Six years later, Posey continues his bobber-less pursuit of bluegill but he’s somewhat perfected his set-up and technique.

Bream busting rig

The 17-year-old senior at Northlake Christian School has a favorite rig for catching bream on the bottom.

He uses a Daiwa ultralight 5’ medium-fast rod with 6-pound test. For line, he uses Crappie Max Camo monofilament. He ties a #6 short shank hook onto the end.

“You can use a long shank hook also, I just find that the shorter hooks are easier to hide inside the worm than the ones with the long shaft,” he said.

About two feet up from the hook, he pegs a very light bullet weight; usually around 1/8-ounce. This allows the line to be pulled along the bottom without hanging up. It’s much the same concept as a Texas-rig for fishing plastic worms for bass.
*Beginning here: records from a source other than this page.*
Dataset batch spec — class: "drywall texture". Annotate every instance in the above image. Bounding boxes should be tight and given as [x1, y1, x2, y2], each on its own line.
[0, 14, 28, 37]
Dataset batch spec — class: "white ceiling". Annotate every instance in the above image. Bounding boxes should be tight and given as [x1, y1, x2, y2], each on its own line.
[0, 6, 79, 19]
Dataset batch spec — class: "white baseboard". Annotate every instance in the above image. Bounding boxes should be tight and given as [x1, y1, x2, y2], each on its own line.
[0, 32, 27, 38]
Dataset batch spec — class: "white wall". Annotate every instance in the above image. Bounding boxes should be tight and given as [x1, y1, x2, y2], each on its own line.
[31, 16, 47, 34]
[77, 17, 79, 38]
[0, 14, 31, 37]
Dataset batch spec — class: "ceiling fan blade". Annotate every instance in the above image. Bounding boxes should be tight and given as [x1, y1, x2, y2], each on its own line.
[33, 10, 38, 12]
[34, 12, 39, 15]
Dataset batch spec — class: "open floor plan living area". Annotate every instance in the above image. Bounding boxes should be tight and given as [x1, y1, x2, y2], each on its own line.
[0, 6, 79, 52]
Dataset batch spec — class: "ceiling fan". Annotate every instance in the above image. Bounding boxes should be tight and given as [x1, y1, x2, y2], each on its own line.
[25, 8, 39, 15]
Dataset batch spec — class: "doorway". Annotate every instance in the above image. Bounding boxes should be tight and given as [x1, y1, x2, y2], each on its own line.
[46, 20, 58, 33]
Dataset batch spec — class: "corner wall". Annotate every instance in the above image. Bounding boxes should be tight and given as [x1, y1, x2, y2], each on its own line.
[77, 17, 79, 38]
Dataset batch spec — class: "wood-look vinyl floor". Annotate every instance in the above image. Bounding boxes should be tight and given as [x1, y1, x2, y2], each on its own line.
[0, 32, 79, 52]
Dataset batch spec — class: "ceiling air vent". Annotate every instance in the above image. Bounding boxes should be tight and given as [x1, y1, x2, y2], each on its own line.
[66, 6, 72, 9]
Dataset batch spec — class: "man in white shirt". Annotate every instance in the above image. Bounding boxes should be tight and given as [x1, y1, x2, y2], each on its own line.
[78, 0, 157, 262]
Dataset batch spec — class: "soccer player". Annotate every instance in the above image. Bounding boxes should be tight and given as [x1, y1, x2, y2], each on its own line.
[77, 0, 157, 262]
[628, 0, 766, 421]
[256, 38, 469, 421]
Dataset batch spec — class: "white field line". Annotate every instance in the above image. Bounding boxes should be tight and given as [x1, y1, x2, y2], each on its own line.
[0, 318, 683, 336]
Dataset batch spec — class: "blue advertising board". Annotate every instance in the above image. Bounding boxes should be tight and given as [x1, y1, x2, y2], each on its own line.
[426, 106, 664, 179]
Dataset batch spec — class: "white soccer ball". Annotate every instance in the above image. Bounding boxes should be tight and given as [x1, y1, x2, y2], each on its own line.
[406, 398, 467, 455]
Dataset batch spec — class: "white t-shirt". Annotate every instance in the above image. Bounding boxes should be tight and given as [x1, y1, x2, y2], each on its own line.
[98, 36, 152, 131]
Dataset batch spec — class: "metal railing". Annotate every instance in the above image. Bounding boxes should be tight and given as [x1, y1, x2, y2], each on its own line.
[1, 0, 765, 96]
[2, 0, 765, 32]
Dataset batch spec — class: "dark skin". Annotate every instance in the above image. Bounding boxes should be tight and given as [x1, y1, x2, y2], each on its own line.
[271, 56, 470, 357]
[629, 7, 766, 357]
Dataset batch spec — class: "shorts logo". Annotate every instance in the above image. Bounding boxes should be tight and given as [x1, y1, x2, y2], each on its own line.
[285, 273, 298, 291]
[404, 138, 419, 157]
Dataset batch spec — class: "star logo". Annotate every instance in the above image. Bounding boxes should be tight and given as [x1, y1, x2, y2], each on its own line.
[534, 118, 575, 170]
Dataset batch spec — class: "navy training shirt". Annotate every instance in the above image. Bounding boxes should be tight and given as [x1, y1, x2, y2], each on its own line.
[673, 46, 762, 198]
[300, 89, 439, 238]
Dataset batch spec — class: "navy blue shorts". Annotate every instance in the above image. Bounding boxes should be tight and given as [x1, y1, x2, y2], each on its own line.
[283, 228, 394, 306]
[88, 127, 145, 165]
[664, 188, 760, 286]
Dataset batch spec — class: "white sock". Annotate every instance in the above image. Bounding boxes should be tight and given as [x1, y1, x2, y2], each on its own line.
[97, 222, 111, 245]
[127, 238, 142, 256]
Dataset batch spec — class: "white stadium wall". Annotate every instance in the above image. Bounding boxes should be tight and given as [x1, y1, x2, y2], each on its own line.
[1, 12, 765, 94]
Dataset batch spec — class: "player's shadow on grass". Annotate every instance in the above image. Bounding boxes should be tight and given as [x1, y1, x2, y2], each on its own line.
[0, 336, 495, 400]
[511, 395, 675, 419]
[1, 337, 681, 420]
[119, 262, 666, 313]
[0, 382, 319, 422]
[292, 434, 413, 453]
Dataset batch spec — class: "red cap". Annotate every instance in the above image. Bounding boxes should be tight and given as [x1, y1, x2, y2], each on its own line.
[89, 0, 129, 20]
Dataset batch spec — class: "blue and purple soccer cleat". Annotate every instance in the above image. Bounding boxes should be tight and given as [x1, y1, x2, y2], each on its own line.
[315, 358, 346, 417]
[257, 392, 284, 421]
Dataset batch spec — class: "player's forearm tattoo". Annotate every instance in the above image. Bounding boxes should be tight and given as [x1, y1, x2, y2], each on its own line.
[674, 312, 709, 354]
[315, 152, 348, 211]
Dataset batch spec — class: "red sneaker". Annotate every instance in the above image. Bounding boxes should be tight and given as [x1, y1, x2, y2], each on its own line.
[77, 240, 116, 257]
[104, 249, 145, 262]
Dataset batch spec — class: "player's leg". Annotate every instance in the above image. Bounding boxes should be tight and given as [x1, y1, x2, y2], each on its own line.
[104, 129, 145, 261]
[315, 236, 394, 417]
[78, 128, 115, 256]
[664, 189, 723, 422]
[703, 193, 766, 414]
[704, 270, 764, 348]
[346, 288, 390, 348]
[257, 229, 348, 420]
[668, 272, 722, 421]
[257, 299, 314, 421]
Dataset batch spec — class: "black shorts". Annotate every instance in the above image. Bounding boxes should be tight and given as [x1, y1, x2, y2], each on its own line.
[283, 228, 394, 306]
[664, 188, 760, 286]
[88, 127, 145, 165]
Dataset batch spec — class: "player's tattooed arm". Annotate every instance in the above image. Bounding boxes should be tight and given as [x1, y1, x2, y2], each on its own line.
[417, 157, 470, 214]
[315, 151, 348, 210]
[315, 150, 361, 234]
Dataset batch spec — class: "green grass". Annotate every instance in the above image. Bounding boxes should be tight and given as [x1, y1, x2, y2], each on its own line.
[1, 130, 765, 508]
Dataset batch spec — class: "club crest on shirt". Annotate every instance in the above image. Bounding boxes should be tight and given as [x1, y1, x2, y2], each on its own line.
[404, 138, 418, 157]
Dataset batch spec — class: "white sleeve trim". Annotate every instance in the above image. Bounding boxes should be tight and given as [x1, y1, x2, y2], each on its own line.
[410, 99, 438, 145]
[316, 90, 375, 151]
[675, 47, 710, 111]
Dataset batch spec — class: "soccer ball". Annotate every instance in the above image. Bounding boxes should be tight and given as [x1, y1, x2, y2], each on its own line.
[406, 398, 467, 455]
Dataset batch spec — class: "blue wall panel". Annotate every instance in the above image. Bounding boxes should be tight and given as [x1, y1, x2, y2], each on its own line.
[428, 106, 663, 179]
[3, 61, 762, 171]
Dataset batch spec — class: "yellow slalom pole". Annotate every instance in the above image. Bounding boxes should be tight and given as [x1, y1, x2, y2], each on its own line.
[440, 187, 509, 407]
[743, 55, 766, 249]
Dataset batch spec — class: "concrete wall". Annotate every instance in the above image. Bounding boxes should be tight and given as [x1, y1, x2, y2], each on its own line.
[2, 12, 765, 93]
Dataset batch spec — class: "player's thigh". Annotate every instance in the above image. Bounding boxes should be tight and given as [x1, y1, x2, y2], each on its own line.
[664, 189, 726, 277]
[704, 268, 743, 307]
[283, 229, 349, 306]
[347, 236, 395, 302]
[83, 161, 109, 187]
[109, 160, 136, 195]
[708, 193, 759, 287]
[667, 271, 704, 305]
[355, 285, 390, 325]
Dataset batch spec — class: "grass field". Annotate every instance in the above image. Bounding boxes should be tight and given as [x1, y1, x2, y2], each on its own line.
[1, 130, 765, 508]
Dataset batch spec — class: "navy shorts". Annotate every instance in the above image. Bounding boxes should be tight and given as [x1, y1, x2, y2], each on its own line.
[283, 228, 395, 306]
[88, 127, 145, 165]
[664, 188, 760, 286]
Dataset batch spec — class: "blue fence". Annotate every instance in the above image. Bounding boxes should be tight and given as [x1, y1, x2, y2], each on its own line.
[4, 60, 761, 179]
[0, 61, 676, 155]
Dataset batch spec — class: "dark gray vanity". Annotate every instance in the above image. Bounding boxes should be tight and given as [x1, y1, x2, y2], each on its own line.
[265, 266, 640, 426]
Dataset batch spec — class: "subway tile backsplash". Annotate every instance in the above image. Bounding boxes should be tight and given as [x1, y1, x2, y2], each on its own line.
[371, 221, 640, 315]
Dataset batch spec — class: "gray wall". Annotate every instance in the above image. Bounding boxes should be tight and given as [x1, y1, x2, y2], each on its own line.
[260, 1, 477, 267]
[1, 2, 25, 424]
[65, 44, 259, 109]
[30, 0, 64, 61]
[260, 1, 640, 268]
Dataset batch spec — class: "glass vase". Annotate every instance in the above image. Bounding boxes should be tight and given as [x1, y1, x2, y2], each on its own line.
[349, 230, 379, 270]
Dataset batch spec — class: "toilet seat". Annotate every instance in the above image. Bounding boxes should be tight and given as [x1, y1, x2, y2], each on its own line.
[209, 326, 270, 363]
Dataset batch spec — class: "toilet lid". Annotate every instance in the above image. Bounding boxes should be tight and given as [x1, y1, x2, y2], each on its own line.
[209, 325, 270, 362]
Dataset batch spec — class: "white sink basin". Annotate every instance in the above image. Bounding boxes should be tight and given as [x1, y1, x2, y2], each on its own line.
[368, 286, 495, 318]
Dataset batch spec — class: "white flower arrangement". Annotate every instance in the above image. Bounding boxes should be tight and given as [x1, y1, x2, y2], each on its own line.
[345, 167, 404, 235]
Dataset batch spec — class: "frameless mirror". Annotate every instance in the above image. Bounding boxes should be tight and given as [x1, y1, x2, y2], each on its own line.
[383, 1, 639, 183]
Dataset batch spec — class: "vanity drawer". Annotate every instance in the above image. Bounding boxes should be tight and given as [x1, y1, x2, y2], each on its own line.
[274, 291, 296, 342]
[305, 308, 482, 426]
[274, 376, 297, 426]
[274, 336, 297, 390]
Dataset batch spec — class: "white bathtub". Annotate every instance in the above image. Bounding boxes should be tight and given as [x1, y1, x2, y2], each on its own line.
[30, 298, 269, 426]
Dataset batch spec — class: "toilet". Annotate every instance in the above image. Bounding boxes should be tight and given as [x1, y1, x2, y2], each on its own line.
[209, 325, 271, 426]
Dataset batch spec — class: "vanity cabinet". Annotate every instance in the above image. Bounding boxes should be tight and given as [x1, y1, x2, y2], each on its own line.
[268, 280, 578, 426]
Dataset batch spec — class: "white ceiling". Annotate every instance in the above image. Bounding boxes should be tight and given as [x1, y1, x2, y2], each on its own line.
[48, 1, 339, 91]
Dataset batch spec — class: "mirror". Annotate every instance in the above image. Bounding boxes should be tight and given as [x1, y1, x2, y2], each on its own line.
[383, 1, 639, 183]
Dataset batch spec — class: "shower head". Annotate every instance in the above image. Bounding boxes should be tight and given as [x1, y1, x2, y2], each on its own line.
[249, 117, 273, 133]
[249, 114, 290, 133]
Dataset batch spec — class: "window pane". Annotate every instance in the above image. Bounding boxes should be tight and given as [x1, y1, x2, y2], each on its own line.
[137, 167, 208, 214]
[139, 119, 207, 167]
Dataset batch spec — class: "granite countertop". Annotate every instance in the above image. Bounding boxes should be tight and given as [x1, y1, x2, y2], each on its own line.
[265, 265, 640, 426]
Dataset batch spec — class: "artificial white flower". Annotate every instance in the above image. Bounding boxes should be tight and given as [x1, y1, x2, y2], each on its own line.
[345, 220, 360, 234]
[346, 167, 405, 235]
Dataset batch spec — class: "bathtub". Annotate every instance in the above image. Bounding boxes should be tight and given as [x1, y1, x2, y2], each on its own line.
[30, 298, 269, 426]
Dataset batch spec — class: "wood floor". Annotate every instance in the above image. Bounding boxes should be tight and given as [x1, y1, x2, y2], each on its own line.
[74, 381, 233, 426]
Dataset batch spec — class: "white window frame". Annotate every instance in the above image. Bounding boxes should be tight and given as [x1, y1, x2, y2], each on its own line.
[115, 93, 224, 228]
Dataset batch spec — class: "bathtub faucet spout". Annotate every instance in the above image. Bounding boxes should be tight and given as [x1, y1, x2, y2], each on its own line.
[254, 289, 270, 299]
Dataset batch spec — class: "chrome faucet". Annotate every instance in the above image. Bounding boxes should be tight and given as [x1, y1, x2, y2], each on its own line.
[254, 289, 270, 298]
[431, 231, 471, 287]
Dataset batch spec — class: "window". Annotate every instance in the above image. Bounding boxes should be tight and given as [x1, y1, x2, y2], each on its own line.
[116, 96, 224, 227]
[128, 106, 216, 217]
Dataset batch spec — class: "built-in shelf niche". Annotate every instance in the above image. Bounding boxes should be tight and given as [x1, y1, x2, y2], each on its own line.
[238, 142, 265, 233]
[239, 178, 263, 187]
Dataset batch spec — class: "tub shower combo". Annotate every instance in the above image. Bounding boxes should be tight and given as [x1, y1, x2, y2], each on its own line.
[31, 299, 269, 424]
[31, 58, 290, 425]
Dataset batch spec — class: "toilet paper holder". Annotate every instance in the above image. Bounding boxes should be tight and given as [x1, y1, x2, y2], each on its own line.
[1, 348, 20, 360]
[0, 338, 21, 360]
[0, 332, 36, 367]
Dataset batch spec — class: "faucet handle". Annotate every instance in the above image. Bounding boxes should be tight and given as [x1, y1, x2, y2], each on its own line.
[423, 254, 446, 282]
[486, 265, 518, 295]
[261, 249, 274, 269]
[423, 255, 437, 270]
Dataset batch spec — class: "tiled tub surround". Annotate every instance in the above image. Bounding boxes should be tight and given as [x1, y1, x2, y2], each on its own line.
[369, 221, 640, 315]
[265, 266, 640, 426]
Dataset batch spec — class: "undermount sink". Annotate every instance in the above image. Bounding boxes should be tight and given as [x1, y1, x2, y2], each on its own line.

Posey said split-shots will work, but they get hung up easier than the bullet shaped weights.

Aubrey Posey of Covington didn’t need a cork to bank this bream.

For bait, Posey recommends using the smaller earthworms that he digs up in his backyard instead of the larger nightcrawlers that are bought at stores.

If you do choose to use the bigger worms, cut them into smaller bream-bite size pieces. When trying to locate fish, Posey walks the shoreline and makes casts away from the bank as far as he can throw, reeling the line back slowly. The key word is slowly.

“You can’t reel it too fast or the perch will rip the worm right off the hook,” he said. When he feels a series of taps, he doesn’t stop. He keeps reeling it in until the fish hooks itself.

After he catches a fish, he stays put and can usually catch between 8-15 in that one spot.

“For some reason, they group up better when they are farther out in the deeper water,” he said. “Maybe it’s just their instinct to stick together in deeper water as protection against bigger bass that may want to have them as a snack.”

Interstate options

For quite some time, Posey has been confined to a few neighborhood ponds, but since he’s now driving, he has been able to scope out a few ponds and lakes that have produced stringers of bream this month.

“I counted over 35 different ponds that are along Interstate 12 from Slidell to Denham Springs,” he said. “I just pull up Google Earth and find ones that I haven’t fished, then figure out how I’m going to get to it.”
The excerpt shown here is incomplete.